January 30 in Germany: Hitler Becomes Chancellor, A Stalingrad Surrender, And The Worst Naval Disaster In History
Germany has had an eventful series of January 30ths, all of them terrible. January 30, 1933, was the day Adolf Hitler was sworn in as chancellor. Six years later, during a January 30 address to the Reichstag, he threatened “annihilation of the Jewish race.” He never quite managed it, partly because of the events on the Eastern Front where, on January 30, 1943, Field Marshall Paulus surrendered the Sixth Army at Stalingrad.

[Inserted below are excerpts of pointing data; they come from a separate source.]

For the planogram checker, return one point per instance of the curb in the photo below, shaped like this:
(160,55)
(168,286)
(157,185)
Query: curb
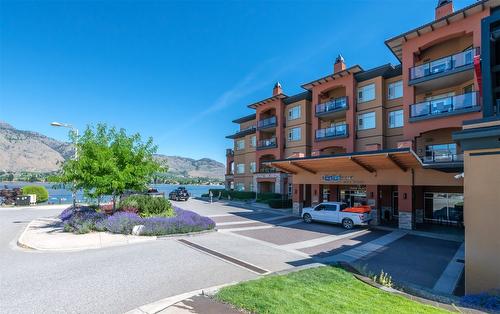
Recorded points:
(20,241)
(160,305)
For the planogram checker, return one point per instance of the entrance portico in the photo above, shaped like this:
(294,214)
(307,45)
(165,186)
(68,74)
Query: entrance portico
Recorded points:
(394,182)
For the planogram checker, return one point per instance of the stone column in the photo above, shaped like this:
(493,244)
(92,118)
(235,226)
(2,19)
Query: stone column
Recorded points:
(372,199)
(405,204)
(298,199)
(315,194)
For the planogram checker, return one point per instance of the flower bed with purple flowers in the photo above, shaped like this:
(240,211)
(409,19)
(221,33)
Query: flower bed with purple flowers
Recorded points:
(86,219)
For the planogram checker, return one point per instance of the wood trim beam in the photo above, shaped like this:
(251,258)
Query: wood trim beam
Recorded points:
(366,167)
(302,167)
(282,168)
(396,162)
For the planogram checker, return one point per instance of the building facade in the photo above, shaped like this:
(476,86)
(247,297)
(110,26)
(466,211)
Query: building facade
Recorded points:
(381,136)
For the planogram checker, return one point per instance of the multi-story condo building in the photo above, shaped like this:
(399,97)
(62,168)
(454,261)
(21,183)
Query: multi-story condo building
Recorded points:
(381,136)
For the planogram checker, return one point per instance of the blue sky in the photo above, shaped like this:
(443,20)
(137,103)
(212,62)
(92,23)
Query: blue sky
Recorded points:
(180,71)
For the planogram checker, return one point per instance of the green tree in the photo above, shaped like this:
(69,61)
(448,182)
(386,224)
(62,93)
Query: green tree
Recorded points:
(110,162)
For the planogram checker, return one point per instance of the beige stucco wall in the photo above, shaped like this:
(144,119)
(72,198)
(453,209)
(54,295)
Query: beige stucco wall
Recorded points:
(482,217)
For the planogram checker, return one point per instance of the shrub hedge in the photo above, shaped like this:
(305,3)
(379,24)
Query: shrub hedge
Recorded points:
(42,195)
(147,206)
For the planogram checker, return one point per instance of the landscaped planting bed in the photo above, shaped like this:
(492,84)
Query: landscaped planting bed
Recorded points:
(317,290)
(156,222)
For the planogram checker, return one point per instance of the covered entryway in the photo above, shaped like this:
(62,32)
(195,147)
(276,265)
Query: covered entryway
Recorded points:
(390,181)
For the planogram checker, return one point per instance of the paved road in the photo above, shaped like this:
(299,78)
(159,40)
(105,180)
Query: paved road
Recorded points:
(112,280)
(248,244)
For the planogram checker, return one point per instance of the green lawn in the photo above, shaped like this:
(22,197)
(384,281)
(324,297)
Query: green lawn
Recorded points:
(317,290)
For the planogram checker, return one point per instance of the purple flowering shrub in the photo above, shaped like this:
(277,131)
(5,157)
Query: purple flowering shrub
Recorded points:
(86,219)
(490,302)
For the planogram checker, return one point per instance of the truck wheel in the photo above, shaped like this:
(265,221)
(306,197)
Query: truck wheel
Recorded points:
(347,224)
(307,218)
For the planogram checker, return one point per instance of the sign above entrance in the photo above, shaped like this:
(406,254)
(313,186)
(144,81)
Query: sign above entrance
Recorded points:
(337,178)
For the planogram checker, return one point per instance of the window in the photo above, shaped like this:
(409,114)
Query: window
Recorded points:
(240,168)
(441,153)
(367,121)
(396,119)
(395,90)
(253,167)
(239,187)
(253,141)
(240,144)
(366,93)
(294,134)
(294,113)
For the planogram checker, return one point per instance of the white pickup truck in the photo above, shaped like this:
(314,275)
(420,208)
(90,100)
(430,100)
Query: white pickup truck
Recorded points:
(338,212)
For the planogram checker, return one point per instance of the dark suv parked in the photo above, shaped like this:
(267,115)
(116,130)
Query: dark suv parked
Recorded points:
(179,194)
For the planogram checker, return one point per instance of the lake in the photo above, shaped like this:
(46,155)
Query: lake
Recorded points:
(63,196)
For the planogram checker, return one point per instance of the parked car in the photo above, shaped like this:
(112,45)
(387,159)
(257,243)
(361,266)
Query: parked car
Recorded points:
(179,194)
(337,212)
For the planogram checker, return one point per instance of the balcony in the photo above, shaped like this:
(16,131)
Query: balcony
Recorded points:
(267,143)
(444,72)
(445,106)
(330,133)
(446,161)
(242,132)
(267,123)
(333,108)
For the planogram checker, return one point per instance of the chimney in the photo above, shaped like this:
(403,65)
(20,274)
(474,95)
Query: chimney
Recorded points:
(339,64)
(444,8)
(277,89)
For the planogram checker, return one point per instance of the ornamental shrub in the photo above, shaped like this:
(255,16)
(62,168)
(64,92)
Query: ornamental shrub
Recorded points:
(279,203)
(147,206)
(42,195)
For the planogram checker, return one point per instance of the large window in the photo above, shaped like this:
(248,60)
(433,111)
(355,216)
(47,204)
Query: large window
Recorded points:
(240,168)
(240,144)
(444,207)
(366,93)
(294,113)
(441,153)
(367,121)
(395,90)
(253,141)
(294,134)
(396,119)
(253,167)
(239,187)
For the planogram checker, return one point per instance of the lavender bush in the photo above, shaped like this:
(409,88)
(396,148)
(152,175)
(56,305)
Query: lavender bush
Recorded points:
(85,219)
(490,302)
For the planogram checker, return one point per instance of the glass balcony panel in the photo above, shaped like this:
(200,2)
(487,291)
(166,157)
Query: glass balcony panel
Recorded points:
(444,64)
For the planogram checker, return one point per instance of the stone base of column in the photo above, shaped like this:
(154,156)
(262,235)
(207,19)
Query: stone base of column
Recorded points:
(405,220)
(419,215)
(297,209)
(375,217)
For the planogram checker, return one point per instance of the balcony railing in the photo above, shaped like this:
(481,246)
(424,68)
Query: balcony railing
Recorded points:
(267,143)
(268,122)
(445,105)
(445,64)
(331,132)
(332,105)
(440,156)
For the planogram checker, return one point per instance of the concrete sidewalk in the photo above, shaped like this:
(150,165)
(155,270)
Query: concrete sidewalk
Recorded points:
(46,234)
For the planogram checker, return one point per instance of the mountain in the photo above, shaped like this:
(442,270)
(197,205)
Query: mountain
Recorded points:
(33,152)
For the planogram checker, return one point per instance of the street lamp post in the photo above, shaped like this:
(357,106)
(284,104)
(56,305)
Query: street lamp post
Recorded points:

That same day, British bombers staged their first daylight raid on Berlin. Two years later, on January 30, 1945, the MV Wilhelm Gustloff, a hospital ship carrying German civilians fleeing the Red Army’s advance, was torpedoed in the Baltic Sea. As many as 9,400 people died in the incident, which remains the bloodiest naval disaster in history.
January 30 1948, 1958, 1956 and 2006: The World Loses Its Good Guys
If January 30 is bad for Nazis, it’s nasty for history’s good guys, too. Gandhi was assassinated by a pedestrian suicide bomber on January 30, 1948, just a few hours before Orville Wright quietly died at home (fellow aviation pioneer Ernst Heinkel died 10 years later – on January 30, 1958). Martin Luther King’s home was bombed in retaliation for the bus boycott on January 30 in 1956, while King’s widow, Coretta Scott King, died on the 50th anniversary of the bombing in 2006.